David Bowie revolutionised the music industry with his new sounds and incredible stage presence. He embodied characters, even until his final album where he was still exploring new concepts. Bowie, unsurprisingly, had quite the fortune to leave behind, which was reported as being approximately £80million according to court documents filed at the end of January 2016 in New York.
However, he has rarely topped the Forbes list of highest-paid dead celebrities, which has usually been led by Michael Jackson.
In the year of David’s death, 2016, he earned £8million, and in 2017 he earned £7.2million.
However, since 2017 he has not appeared in the list of the Top 15 earners, meaning he would have earned less than £5.3million a year, given those who appear above him in the list.
This is certainly no small chunk of change, and if it was the case he was earning somewhere close to the £5million mark in 2018 to 2020, he would still have earned a staggering £30.2million just in the years after his death.
It is not certain how much he has earned, but one can imagine it would be close to this mark given the huge influence he had, as well as his canny planning before his death.
Always the innovator, David left much of his song royalties in what was known as Bowie bonds, meaning they created money for investors each year.
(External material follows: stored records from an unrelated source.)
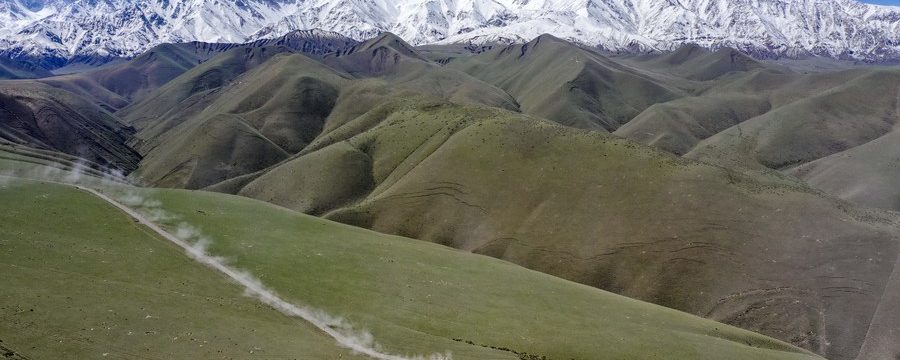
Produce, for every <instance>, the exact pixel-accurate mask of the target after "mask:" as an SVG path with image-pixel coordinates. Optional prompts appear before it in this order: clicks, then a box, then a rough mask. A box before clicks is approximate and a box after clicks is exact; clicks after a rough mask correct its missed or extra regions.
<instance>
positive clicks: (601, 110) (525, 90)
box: [447, 35, 684, 131]
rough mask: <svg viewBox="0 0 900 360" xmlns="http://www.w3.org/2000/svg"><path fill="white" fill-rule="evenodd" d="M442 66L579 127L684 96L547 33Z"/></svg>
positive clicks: (544, 115) (536, 109)
mask: <svg viewBox="0 0 900 360" xmlns="http://www.w3.org/2000/svg"><path fill="white" fill-rule="evenodd" d="M447 66H448V67H451V68H455V69H459V70H462V71H464V72H467V73H469V74H470V75H472V76H474V77H476V78H478V79H481V80H484V81H486V82H488V83H491V84H494V85H496V86H497V87H499V88H501V89H503V90H505V91H507V92H508V93H509V94H510V95H512V96H513V97H515V98H516V100H517V101H518V102H519V104H520V105H521V109H522V111H523V112H525V113H528V114H531V115H536V116H540V117H544V118H547V119H550V120H553V121H556V122H558V123H560V124H563V125H568V126H573V127H578V128H584V129H594V130H606V131H613V130H615V129H617V128H619V126H621V125H622V124H625V123H626V122H628V121H630V120H631V119H632V118H633V117H635V116H636V115H637V114H639V113H640V112H641V111H643V110H644V109H646V108H647V107H649V106H650V105H652V104H655V103H658V102H663V101H668V100H672V99H675V98H678V97H681V96H684V94H683V92H682V91H681V90H679V89H677V88H674V87H672V86H669V85H666V84H665V83H662V82H659V81H657V80H655V79H653V78H651V77H649V76H647V75H644V74H642V73H638V72H637V71H635V70H634V69H632V68H629V67H626V66H623V65H620V64H618V63H616V62H614V61H612V60H610V59H608V58H606V57H604V56H602V55H600V54H597V53H595V52H592V51H590V50H587V49H584V48H580V47H578V46H576V45H574V44H571V43H568V42H566V41H563V40H560V39H558V38H555V37H553V36H550V35H542V36H540V37H538V38H536V39H534V40H533V41H531V42H529V43H526V44H521V45H510V46H508V47H505V48H501V49H494V50H491V51H487V52H485V53H483V54H479V55H475V56H471V57H467V58H459V59H457V60H455V61H452V62H450V63H449V64H448V65H447Z"/></svg>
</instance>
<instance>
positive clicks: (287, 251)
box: [0, 160, 818, 359]
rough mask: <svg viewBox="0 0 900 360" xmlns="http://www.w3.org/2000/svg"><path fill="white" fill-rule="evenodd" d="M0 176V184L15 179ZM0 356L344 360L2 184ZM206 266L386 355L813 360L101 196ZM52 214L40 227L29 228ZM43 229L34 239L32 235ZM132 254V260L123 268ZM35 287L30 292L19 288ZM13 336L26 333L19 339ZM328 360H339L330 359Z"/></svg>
mask: <svg viewBox="0 0 900 360" xmlns="http://www.w3.org/2000/svg"><path fill="white" fill-rule="evenodd" d="M21 166H23V165H21V164H18V165H17V164H15V163H13V162H10V161H9V160H0V168H3V169H9V168H11V167H21ZM2 179H3V180H4V182H3V183H2V185H0V198H2V200H3V201H4V202H16V203H20V204H22V206H21V207H18V208H17V211H14V212H3V213H2V214H0V224H3V226H2V227H0V229H2V230H0V233H2V234H3V236H2V237H0V238H2V239H3V242H2V244H3V250H4V251H2V252H0V257H2V258H4V260H3V261H2V262H0V263H2V264H3V265H0V266H3V267H4V268H5V269H4V273H6V274H14V276H11V277H10V276H4V277H3V278H2V280H0V286H2V287H3V288H4V289H6V290H7V291H6V294H7V295H6V296H2V297H0V316H2V317H3V318H4V321H3V322H2V323H0V339H2V340H3V346H4V348H6V349H10V351H12V352H15V353H16V354H18V355H20V356H29V357H36V358H37V357H54V356H57V355H59V354H62V353H65V354H67V355H71V356H84V357H102V356H107V355H109V356H113V357H120V358H129V357H161V356H162V357H168V356H172V355H174V354H178V356H185V357H241V358H246V357H262V358H338V357H342V358H348V356H350V355H351V354H349V353H348V352H347V351H346V350H343V349H341V348H339V347H337V346H336V345H335V344H334V342H333V341H332V340H331V339H327V338H325V337H324V335H323V333H321V332H318V331H315V329H312V328H311V327H310V326H308V324H305V323H303V322H302V321H296V319H292V318H288V317H285V316H283V315H280V314H278V313H276V312H275V311H274V310H272V309H269V308H267V307H265V306H263V305H262V304H261V303H256V302H255V300H254V299H252V298H249V297H244V296H241V291H240V289H239V288H237V287H236V286H235V285H233V284H231V283H229V282H228V281H226V280H225V278H224V277H222V276H221V275H220V274H218V273H215V272H213V271H212V270H210V269H207V268H205V267H203V266H202V265H200V264H199V263H196V262H194V261H193V260H192V259H191V258H189V257H188V256H186V255H184V254H183V253H181V252H180V251H178V250H176V248H174V247H173V246H172V245H171V244H169V243H168V242H166V241H165V240H162V239H160V238H158V237H157V236H155V235H154V234H153V233H152V232H149V231H148V230H147V229H146V228H143V227H142V226H140V225H136V224H135V223H134V222H133V221H131V219H129V218H128V217H127V216H125V214H123V213H121V212H120V211H118V210H117V209H115V208H114V207H112V206H110V205H109V204H106V203H104V202H103V201H102V200H100V199H99V198H96V197H93V196H92V195H90V194H88V193H86V192H83V191H80V190H77V189H75V188H72V187H68V186H64V185H59V184H51V183H46V182H42V181H32V180H24V179H19V178H9V177H3V178H2ZM107 191H110V192H111V193H114V194H123V195H120V196H125V197H127V198H130V199H131V201H132V202H133V201H134V198H135V197H136V196H137V197H139V198H140V199H142V200H143V201H142V202H140V201H139V203H140V204H141V205H137V208H138V209H142V210H144V211H148V212H155V213H156V214H160V213H161V212H165V214H166V217H165V219H168V220H167V221H164V224H163V225H165V226H168V227H171V228H172V229H173V231H174V230H175V229H177V228H180V227H184V225H183V224H189V225H190V226H191V227H192V228H193V229H197V231H198V232H199V233H202V237H204V238H206V239H208V240H209V242H210V243H209V252H210V253H211V254H213V255H216V256H221V257H223V258H225V259H227V261H228V263H229V264H231V265H232V266H234V267H236V268H239V269H245V270H246V271H248V272H249V274H251V275H253V276H255V277H258V278H259V279H262V281H263V282H264V284H265V285H266V286H268V287H270V288H272V289H274V290H276V291H277V292H278V293H280V294H281V295H282V296H283V297H284V298H286V299H289V300H291V301H292V302H295V303H298V304H303V305H307V306H312V307H314V308H317V309H320V310H324V311H326V312H328V313H331V314H335V315H338V316H341V317H343V318H345V319H346V320H347V321H349V322H350V323H352V324H355V325H357V326H359V327H360V328H365V329H368V330H369V331H370V332H371V334H372V335H373V336H374V339H376V341H378V342H379V343H380V344H381V345H382V346H383V349H385V350H386V351H389V352H393V353H398V354H430V353H435V352H437V353H445V352H446V351H449V352H450V353H452V356H453V358H454V359H516V358H518V359H533V358H534V359H537V358H548V359H570V358H593V357H594V356H596V355H597V354H604V356H608V357H610V358H617V359H650V358H673V357H674V358H694V359H706V358H709V359H714V358H715V359H718V358H721V357H722V356H725V357H727V358H729V359H816V358H818V357H816V356H814V355H812V354H809V353H806V352H803V351H801V350H799V349H797V348H793V347H791V346H789V345H787V344H784V343H781V342H778V341H775V340H772V339H769V338H765V337H762V336H759V335H756V334H753V333H750V332H748V331H744V330H739V329H736V328H733V327H730V326H727V325H723V324H717V323H715V322H712V321H709V320H704V319H700V318H697V317H694V316H690V315H687V314H684V313H680V312H677V311H674V310H669V309H665V308H662V307H659V306H655V305H650V304H647V303H642V302H639V301H635V300H631V299H628V298H624V297H621V296H618V295H614V294H610V293H607V292H604V291H600V290H597V289H593V288H590V287H585V286H581V285H578V284H574V283H571V282H568V281H565V280H561V279H558V278H555V277H552V276H548V275H544V274H540V273H537V272H533V271H529V270H526V269H523V268H520V267H518V266H514V265H512V264H509V263H506V262H502V261H499V260H495V259H492V258H489V257H484V256H479V255H472V254H468V253H465V252H460V251H457V250H453V249H449V248H445V247H442V246H439V245H433V244H428V243H424V242H419V241H416V240H411V239H406V238H401V237H395V236H388V235H382V234H378V233H375V232H371V231H368V230H363V229H359V228H353V227H349V226H346V225H341V224H337V223H333V222H330V221H327V220H322V219H317V218H314V217H310V216H306V215H302V214H298V213H295V212H292V211H289V210H286V209H284V208H280V207H275V206H272V205H268V204H266V203H262V202H258V201H254V200H249V199H246V198H240V197H233V196H227V195H219V194H214V193H204V192H191V191H181V190H149V189H138V188H129V187H120V186H115V187H112V188H108V190H107ZM46 213H54V214H56V216H54V217H53V218H52V219H49V221H48V219H46V218H45V217H44V216H43V214H46ZM37 223H40V224H41V225H40V226H37V225H36V224H37ZM136 254H141V256H135V255H136ZM34 283H41V284H42V286H41V287H34V286H33V284H34ZM23 327H24V329H26V330H25V331H23V330H22V329H23ZM339 354H340V355H342V356H338V355H339Z"/></svg>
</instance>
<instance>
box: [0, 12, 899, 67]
mask: <svg viewBox="0 0 900 360" xmlns="http://www.w3.org/2000/svg"><path fill="white" fill-rule="evenodd" d="M315 28H319V29H325V30H329V31H335V32H338V33H341V34H344V35H347V36H349V37H351V38H354V39H357V40H363V39H366V38H370V37H373V36H375V35H377V34H379V33H381V32H385V31H390V32H393V33H395V34H397V35H398V36H400V37H401V38H403V39H405V40H406V41H408V42H409V43H411V44H415V45H419V44H429V43H453V42H473V43H487V42H522V41H528V40H530V39H532V38H534V37H537V36H538V35H540V34H543V33H550V34H553V35H556V36H558V37H560V38H563V39H567V40H571V41H575V42H578V43H581V44H584V45H589V46H599V47H603V48H606V49H608V50H623V51H631V50H669V49H674V48H677V47H678V46H680V45H682V44H685V43H697V44H700V45H702V46H705V47H711V48H716V47H722V46H730V47H735V48H739V49H741V50H744V51H746V52H750V53H753V54H756V55H762V56H784V55H804V54H816V55H826V56H832V57H840V58H852V59H866V60H886V59H891V60H896V59H900V8H897V7H889V6H878V5H868V4H863V3H860V2H857V1H854V0H74V1H66V0H44V1H42V0H0V50H3V51H4V52H5V53H7V54H10V55H19V56H35V57H41V56H44V57H48V56H49V57H58V58H63V59H65V58H71V57H75V56H84V55H88V56H134V55H136V54H138V53H140V52H142V51H144V50H146V49H148V48H149V47H152V46H154V45H157V44H159V43H163V42H184V41H203V42H235V43H237V42H248V41H254V40H258V39H265V38H274V37H278V36H281V35H283V34H285V33H287V32H290V31H293V30H298V29H315Z"/></svg>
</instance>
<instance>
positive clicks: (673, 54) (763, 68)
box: [629, 44, 776, 81]
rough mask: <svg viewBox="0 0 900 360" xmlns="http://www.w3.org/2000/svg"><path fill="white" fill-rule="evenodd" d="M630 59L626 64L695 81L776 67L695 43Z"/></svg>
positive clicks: (728, 48)
mask: <svg viewBox="0 0 900 360" xmlns="http://www.w3.org/2000/svg"><path fill="white" fill-rule="evenodd" d="M633 60H634V61H631V62H629V63H633V64H635V65H637V66H640V67H642V68H648V69H653V70H657V71H660V72H664V73H668V74H673V75H677V76H681V77H684V78H686V79H689V80H697V81H709V80H714V79H718V78H720V77H723V76H726V75H733V74H737V73H743V72H748V71H753V70H759V69H764V68H775V67H776V66H773V65H770V64H764V63H762V62H759V61H757V60H754V59H753V58H751V57H750V56H747V55H745V54H743V53H741V52H740V51H737V50H735V49H731V48H727V47H726V48H721V49H718V50H715V51H710V50H708V49H705V48H702V47H700V46H698V45H695V44H686V45H683V46H681V47H680V48H678V49H677V50H675V51H673V52H670V53H664V54H658V55H648V56H643V57H637V58H635V59H633Z"/></svg>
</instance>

With the brainpower of his financial manager Bill Zysblat and banker David Pullman, David created the scheme which sold asset-backed securities, awarding investors a share in future royalties for 10 years.
In 1997 David sold asset-backed securities, dubbed “Bowie bonds”, which awarded investors a share in his future royalties for 10 years.
The new system meant, when the bonds were bought by Prudential Financial for £38million, David had to repay this out of future income while giving a fixed annual return of 7.9 percent.
While this seems confusing, it allowed David to buy out his former manager, Tony DeFries, who reportedly opened up to half of the royalties up to a certain point in David’s career before the pair parted ways in 1975.
As a result, David did not fully own a lot of his own music, but through his new scheme, which went ahead through EMI’s agreement to let him package up his royalties, he was able to make a decent return and take back control of his own songs.
After the 10 year deal was up, and the bonds matured, the rights to the songs reverted back to the singer, meaning when he died, these would likely have been left to his family in the same way as his other wealth.
As for David’s other earnings, the majority of his wealth was divided between his wife, supermodel Iman, and his two children, Duncan and Alexandria.
As well as this, it was reported his long-standing assistant, Corinne Schwab, received £1.5million, while his friend Marion Skene, who acted as a nanny to Duncan, received nearly £800,000.
Both children received 25 percent of his wealth, with Lexi also receiving a property in Little Tonshi, near Woodstock.
Other than those friends mentioned, all other property and the rest of his wealth was to go to Iman.
David insisted there would be no funeral for him, and instead asked those close to him to scatter his ashes in Bali as part of an intimate, Buddhist ceremony.